Many thanks to all of the readers who wrote this weekend with answers to my query about a Simone Weil quotation. Several folks sent this one, which made me fear I had misremembered the force of the remark by a full 180 degrees:
Nothing is so beautiful and wonderful, nothing is so continually fresh and surprising, so full of sweet and perpetual ecstasy, as the good. No desert is so dreary, monotonous, and boring as evil. This is the truth about authentic good and evil. With fictional good and evil it is the other way around. Fictional good is boring and flat, while fictional evil is varied and intriguing, attractive, profound, full of charm.

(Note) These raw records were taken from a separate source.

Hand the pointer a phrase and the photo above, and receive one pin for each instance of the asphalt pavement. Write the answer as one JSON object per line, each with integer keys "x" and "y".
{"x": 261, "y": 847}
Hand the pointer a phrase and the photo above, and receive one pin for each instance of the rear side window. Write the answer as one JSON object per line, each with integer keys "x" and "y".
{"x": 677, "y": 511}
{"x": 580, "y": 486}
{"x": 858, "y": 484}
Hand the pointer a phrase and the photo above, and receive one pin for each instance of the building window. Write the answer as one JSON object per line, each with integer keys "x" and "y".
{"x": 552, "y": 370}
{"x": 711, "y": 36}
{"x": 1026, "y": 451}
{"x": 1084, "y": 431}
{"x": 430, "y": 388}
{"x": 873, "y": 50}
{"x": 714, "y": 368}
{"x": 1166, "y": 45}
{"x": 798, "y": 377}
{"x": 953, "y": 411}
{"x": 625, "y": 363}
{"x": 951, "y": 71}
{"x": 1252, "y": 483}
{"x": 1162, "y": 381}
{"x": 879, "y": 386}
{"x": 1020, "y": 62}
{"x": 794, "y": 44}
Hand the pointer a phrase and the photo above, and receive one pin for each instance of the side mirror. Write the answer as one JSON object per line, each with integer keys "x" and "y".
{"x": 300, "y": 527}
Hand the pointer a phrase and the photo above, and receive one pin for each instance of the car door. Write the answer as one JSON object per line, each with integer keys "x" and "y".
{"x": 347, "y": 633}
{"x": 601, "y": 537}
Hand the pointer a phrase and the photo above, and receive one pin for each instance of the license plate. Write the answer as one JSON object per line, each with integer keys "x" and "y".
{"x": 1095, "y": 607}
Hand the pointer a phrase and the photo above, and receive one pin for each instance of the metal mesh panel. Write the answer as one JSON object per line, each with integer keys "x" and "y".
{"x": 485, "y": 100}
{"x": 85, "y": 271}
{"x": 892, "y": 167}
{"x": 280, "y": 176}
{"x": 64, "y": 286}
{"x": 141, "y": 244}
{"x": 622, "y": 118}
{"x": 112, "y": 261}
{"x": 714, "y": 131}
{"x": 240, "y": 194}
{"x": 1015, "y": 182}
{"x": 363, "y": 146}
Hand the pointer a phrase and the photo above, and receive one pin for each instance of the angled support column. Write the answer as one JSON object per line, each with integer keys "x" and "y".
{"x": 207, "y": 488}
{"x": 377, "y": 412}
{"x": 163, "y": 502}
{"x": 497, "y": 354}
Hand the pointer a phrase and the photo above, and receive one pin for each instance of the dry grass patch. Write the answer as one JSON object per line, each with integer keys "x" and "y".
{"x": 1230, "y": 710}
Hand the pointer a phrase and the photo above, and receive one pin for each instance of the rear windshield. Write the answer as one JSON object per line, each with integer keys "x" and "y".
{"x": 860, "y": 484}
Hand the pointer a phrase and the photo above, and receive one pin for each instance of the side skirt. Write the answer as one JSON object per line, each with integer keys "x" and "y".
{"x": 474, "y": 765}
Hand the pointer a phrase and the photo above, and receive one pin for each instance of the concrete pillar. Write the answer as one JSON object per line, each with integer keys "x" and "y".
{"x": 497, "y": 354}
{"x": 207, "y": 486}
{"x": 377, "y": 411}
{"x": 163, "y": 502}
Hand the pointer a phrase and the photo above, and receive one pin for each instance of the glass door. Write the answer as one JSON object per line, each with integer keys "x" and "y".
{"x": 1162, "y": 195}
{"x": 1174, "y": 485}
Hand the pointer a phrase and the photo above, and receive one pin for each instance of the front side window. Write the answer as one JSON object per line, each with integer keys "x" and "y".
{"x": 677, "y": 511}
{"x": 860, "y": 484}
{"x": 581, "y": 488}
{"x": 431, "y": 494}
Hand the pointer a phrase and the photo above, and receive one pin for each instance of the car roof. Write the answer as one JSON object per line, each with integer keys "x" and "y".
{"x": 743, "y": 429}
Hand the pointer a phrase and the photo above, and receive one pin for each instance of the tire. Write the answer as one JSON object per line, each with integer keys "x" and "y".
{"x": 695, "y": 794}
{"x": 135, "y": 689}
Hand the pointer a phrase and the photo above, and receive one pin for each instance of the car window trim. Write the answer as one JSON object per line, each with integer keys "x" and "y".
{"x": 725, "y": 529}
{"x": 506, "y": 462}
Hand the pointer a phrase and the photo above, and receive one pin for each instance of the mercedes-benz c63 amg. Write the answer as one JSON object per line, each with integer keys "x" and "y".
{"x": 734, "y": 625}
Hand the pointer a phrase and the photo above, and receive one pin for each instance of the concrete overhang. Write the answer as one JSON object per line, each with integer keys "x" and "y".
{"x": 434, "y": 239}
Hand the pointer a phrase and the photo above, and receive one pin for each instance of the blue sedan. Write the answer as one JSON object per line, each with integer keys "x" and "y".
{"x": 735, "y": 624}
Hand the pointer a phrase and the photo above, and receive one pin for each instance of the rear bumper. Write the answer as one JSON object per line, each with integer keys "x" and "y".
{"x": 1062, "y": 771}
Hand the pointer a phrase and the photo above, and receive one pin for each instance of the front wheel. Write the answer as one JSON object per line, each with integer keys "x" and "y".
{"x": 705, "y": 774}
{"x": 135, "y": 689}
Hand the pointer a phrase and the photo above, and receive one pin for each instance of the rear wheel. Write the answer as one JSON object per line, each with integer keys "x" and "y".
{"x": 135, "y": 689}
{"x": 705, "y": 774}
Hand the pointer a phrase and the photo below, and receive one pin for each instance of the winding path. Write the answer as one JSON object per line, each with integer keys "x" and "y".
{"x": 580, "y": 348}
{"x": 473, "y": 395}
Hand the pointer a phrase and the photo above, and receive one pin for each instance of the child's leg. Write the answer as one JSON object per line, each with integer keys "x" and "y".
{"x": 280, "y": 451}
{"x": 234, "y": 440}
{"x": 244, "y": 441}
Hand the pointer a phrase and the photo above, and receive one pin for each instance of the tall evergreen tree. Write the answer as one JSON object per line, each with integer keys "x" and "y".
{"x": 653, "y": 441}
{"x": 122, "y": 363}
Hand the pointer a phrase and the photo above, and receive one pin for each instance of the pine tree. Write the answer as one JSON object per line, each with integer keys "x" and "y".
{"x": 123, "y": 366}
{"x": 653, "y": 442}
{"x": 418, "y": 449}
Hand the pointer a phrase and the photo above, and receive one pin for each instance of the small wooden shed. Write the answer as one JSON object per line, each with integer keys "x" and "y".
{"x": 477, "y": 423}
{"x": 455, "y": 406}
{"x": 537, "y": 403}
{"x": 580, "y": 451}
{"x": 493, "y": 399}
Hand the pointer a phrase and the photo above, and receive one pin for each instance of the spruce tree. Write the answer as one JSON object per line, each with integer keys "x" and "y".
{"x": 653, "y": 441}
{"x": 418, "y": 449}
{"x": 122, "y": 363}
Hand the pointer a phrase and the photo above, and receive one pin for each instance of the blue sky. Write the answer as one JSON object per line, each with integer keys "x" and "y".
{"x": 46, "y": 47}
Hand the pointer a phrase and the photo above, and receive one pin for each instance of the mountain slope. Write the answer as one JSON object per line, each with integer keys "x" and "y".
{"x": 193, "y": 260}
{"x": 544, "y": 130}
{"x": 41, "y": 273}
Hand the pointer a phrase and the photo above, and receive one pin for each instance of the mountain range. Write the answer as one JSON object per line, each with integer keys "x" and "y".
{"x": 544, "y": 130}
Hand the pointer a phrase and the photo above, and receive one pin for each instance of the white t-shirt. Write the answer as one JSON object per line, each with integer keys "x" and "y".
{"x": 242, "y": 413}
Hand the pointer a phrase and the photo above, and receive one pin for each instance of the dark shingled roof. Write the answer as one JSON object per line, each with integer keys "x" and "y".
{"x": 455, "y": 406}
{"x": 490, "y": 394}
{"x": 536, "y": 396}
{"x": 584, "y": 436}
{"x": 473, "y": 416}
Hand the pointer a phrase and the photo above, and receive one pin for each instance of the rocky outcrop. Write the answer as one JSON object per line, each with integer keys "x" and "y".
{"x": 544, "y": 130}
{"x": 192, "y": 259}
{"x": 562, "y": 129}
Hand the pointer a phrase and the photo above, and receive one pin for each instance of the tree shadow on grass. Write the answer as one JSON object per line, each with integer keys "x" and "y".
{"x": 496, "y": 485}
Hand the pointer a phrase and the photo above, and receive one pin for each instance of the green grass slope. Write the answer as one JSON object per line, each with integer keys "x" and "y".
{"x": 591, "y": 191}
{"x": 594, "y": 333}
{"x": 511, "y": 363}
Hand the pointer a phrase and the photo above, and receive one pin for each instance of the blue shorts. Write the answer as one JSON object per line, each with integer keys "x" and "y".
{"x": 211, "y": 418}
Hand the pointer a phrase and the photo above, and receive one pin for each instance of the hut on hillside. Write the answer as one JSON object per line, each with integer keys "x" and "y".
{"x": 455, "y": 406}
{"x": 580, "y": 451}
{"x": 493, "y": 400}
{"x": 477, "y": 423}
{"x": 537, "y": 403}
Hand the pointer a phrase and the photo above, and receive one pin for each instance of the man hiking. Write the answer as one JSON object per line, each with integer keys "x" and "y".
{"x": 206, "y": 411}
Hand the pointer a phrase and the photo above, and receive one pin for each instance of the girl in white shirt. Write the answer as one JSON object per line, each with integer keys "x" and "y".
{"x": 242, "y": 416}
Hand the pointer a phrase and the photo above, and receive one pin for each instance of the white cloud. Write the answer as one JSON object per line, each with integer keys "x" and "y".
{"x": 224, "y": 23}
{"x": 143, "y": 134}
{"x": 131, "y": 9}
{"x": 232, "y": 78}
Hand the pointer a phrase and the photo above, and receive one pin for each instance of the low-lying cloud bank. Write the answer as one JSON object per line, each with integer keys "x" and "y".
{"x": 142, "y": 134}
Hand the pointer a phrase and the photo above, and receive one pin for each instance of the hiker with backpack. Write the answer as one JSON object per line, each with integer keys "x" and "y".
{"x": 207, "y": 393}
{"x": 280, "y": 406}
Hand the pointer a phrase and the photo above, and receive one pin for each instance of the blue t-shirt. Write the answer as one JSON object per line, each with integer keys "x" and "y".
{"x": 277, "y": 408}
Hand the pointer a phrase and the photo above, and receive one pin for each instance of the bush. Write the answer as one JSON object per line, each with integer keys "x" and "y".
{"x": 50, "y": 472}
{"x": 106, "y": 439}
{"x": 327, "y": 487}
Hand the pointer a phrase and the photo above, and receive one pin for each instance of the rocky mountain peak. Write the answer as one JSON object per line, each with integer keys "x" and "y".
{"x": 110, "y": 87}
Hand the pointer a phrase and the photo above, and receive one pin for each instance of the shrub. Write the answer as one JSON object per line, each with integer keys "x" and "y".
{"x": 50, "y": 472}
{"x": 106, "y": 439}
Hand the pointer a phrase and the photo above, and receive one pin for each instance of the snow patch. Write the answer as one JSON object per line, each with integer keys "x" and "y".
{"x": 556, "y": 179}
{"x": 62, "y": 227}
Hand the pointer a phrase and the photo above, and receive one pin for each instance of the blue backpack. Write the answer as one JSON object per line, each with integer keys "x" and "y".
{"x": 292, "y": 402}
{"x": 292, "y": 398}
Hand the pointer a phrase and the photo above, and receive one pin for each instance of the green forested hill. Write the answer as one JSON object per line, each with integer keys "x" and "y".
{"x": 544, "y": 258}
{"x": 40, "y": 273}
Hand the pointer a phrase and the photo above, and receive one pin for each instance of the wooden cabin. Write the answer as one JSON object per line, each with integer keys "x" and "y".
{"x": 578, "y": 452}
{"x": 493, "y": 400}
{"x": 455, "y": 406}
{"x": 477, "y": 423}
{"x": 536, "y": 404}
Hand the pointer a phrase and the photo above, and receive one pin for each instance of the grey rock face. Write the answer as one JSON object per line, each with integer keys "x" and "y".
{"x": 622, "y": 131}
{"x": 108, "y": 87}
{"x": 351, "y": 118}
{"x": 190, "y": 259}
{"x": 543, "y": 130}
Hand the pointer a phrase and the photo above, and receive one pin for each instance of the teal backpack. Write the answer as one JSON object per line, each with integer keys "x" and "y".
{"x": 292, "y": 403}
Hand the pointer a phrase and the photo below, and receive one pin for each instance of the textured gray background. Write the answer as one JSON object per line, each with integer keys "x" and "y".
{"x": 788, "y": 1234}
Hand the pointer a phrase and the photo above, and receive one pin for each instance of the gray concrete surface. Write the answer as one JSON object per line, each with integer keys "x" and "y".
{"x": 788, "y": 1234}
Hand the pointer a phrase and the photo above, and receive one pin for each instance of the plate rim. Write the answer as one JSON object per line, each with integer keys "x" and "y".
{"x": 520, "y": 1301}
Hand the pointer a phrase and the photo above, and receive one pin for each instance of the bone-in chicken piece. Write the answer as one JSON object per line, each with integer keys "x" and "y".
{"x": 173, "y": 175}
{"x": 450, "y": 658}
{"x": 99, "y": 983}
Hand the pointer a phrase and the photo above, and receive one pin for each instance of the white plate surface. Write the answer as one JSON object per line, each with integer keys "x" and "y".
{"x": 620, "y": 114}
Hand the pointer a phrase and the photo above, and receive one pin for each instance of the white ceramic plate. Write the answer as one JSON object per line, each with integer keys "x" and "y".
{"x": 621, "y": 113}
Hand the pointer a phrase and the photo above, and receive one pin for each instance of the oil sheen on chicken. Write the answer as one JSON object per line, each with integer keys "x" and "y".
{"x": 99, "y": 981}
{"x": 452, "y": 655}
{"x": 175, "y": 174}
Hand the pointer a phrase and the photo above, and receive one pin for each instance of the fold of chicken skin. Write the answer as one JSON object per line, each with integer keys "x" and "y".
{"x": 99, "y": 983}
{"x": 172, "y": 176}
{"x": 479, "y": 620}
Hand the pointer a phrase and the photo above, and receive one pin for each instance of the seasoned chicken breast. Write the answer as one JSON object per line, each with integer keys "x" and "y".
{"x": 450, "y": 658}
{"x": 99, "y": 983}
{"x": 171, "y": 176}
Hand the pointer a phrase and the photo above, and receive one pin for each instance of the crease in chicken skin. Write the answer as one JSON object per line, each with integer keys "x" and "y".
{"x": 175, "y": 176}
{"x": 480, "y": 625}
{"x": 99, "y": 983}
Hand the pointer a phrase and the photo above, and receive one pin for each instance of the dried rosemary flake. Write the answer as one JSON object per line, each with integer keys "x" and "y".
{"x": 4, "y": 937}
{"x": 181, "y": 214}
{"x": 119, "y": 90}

The source is an essay called “Morality and Literature,” first published in Cahiers du Sud (January 1944). However, the following quotation, tracked down by one intrepid reader, seems to vindicate my memory without contradicting the above. Here Weil claims that the greatest literature is that which manages to make good interesting, and thus comes closest to a particular kind of realism:
Imaginary evil is romantic and varied; real evil is gloomy, monotonous, barren, boring. Imaginary good is boring; real good is always new, marvellous, intoxicating. Therefore ‘imaginative literature’ is either boring or immoral (or a mixture of both). It only escapes from this alternative if in some way it passes over to the side of reality through the power of art–and only geniuses can do that.